Fault spatial heterogeneity and seismic hazards revealed by geodetic observations of the East Anatolian Fault

The quasi-cyclic behavior of fault zones, which encompasses interseismic, coseismic, and postseismic phases, is essential for understanding the dynamic evolution of earthquakes. Examining the spatiotemporal evolution of surface deformation and fault slip distribution across different periods of an earthquake cycle, obtained through geodetic techniques, enables a systematic and precise understanding of earthquake deformation models. The 2020 Elaziğ earthquake and the 2023 Kahramanmaraş Earthquake Sequence, both of which occurred along the East Anatolian Fault (EAF) in eastern Anatolia, provide a unique opportunity for studying the earthquake cycle and associated fault behavior. Historically, seismic activity along the EAF has demonstrated the fault’s capacity to produce significant earthquakes, with distinctive fault mechanisms varying across time and fault segments. In addition, approximately a decade of high-resolution surface deformation data obtained from InSAR, spanning five distinct periods in the earthquake cycle, is available for in-depth analysis.

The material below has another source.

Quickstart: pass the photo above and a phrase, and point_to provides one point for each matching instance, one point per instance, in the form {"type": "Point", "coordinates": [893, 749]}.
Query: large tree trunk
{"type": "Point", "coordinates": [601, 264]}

Our objective was to provide a comprehensive characterization of present-day kinematic processes along the EAF, to gain insights into fault frictional properties and to assess potential future seismic hazards. To do so, we utilized high-resolution interferometric data to investigate fault slip evolution from March 2015 to June 2024. This temporally continuous deformation field allowed us to explore fault behavior and develop complete slip distribution models throughout the earthquake cycle, which includes an interseismic period (2015-2020), two postseismic periods (2020-2023 and 2023-2024), and three coseismic events. Initially, we conducted an InSAR time series analysis to capture the deformation fields across different periods of the EAF earthquake cycle. We then integrated high-resolution ground displacement data, aftershock distributions from the 2020 and 2023 earthquakes, and the Global Active Faults Database (GEM) to map the complex fault geometries of the EAF. These inputs facilitated the creation of triangular dislocation models for analyzing fault slip distribution at various periods of the earthquake cycle. Moreover, we examined the relationship between slip distribution and estimated frictional parameters along the EAF, followed by an assessment of seismic hazard potential.

Our analysis of slip evolution reveals that the postseismic fault slip following the 2020 and 2023 earthquakes primarily occurred in areas with minimal coseismic slip. We also identified four slip deficit regions, comprising both shallow and deep portions of the seismogenic faults. By integrating slip distributions and historical earthquakes, we calculated the total moment deficit rate for each fault segment, revealing that the Palu segment, as well as the central portions of the Erkenek and Sürgü-Çardak segment, possesses a high earthquake potential. These findings underscore the critical need for high-resolution and continuous monitoring of fault systems across different seismic periods, offering new insights into the dynamics of the earthquake cycle along the EAF.